La question est d’autant plus pertinente que les modes d’archivage numérique à long terme, lourds et coûteux, s’améliorent et se fiabilisent. La conservation du papier, quant à elle, gagnerait à être aujourd’hui pensée de manière systématique au niveau du réseau, dégageant ainsi de cette préoccupation un grand nombre de bibliothèques libérées de cette mission de conservation particulière, et qui trouverait, là, l’opportunité de redonner de l’espace aux publics. La présence d’un réseau de bibliothèques CADIST et de grandes bibliothèques scientifiques de référence, l’existence du Système universitaire de documentation, le Sudoc, et de démarches expérimentales du type de celle conduite dans le domaine des périodiques de médecine en Île-de-France sous l’égide de la BIUM2, tout est prêt pour entreprendre ce travail. Parallèlement, la constitution de grands réservoirs d’archives numériques impliquant l’ABES et le CINES (dépôt des archives ScienceDirect d’Elsevier) contribuera à faire émerger un nouveau mode opératoire pour la gestion pérenne des collections de périodiques.
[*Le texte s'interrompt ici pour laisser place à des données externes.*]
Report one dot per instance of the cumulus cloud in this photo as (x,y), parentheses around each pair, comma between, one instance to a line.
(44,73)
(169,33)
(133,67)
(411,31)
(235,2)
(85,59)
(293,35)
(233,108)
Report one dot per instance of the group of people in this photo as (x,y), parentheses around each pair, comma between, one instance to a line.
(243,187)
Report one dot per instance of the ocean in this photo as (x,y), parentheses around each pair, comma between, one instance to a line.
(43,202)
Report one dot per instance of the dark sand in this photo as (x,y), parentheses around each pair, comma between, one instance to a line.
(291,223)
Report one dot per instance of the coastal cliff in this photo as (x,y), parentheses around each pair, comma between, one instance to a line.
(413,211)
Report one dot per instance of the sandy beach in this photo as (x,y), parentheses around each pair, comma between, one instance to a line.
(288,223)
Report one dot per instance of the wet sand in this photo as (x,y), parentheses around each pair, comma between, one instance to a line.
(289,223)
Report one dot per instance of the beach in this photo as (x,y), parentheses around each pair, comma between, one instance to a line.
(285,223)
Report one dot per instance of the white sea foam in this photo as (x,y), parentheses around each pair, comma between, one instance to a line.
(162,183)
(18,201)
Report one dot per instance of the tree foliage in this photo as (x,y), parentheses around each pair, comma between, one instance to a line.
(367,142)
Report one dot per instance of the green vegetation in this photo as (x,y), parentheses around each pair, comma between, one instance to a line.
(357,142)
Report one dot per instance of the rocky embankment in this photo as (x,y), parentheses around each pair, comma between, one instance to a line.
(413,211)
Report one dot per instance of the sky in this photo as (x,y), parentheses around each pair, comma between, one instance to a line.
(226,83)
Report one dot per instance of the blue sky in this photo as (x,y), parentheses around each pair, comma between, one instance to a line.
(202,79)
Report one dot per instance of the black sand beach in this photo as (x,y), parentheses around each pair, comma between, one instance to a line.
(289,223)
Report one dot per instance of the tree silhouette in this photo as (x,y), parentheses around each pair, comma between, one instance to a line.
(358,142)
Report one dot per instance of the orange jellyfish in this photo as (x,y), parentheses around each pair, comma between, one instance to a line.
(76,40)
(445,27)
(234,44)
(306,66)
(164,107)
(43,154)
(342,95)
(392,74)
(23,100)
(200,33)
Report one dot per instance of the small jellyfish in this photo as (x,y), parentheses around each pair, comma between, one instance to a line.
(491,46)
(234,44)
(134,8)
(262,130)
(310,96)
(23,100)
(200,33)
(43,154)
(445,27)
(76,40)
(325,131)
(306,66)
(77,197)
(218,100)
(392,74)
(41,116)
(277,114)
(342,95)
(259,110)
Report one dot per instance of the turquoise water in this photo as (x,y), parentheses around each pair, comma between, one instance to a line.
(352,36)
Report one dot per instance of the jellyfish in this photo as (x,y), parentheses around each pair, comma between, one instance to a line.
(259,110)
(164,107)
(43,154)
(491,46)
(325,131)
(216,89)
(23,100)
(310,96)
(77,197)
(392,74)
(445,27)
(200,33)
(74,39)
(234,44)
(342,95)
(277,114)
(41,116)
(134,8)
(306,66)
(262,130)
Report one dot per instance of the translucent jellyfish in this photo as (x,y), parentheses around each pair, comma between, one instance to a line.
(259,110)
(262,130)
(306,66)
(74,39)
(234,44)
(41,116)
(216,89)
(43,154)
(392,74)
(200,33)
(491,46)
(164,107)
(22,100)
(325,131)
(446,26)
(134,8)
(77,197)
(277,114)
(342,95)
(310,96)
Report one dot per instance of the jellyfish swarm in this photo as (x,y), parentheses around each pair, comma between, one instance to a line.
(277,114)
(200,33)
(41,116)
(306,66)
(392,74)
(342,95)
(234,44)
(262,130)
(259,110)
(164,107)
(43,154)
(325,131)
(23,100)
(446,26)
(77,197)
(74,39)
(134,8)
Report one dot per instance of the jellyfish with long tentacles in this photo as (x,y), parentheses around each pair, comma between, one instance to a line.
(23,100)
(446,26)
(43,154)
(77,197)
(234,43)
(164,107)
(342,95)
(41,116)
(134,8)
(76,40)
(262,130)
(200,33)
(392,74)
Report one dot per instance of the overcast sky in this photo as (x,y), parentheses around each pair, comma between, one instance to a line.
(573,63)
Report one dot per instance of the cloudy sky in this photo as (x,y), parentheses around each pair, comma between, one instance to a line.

Quant à la production vivante, son organisation au sein de dépôts institutionnels ouverts du type HAL3 (Hyperarticle en ligne) procurera aux chercheurs un mode d’accès complémentaire à l’offre commerciale concentrée aujourd’hui entre les mains d’un nombre restreint de grands fournisseurs de taille mondiale. S’ouvre ici l’opportunité pour notre pays de faire converger les efforts des organismes de recherche et d’enseignement supérieur comme en témoigne la mise en œuvre de l’accord de copilotage par les établissements d’enseignement supérieur et du CNRS de l’application HAL4 et, pour la communauté mondiale des chercheurs, d’instituer un espace d’échange scientifique dont elle assurera, via ses bibliothèques, l’administration et l’enrichissement.
Alors, morte la revue papier ? Non, comme en témoigne l’utilisation récurrente qu’en font nos publics, mais relativisée, reclassée au niveau d’un support d’appoint pour un usage particulier ou adapté à une communauté particulière ; mode de lecture toujours pleinement pertinent, pratique et moderne, mais décentré par rapport à la recherche en ligne d’informations numériques devenue la source de référence première. Quant à l’activité bibliothécaire, elle devient ainsi, au-delà même des frontières de notre profession, une compétence de base de l’utilisateur de documentation. Administrer les périodiques en bibliothèque ? Disons plutôt : accompagner la vaste refonte de la communication scientifique au moyen de la conception d’outils organisant les contenus et leur accès et jouer un rôle actif dans la diffusion de nos compétences. Les bibliothécaires qui aiment à s’interroger sur leur avenir, voient la bibliothèque-monde s’ouvrir devant leurs pas…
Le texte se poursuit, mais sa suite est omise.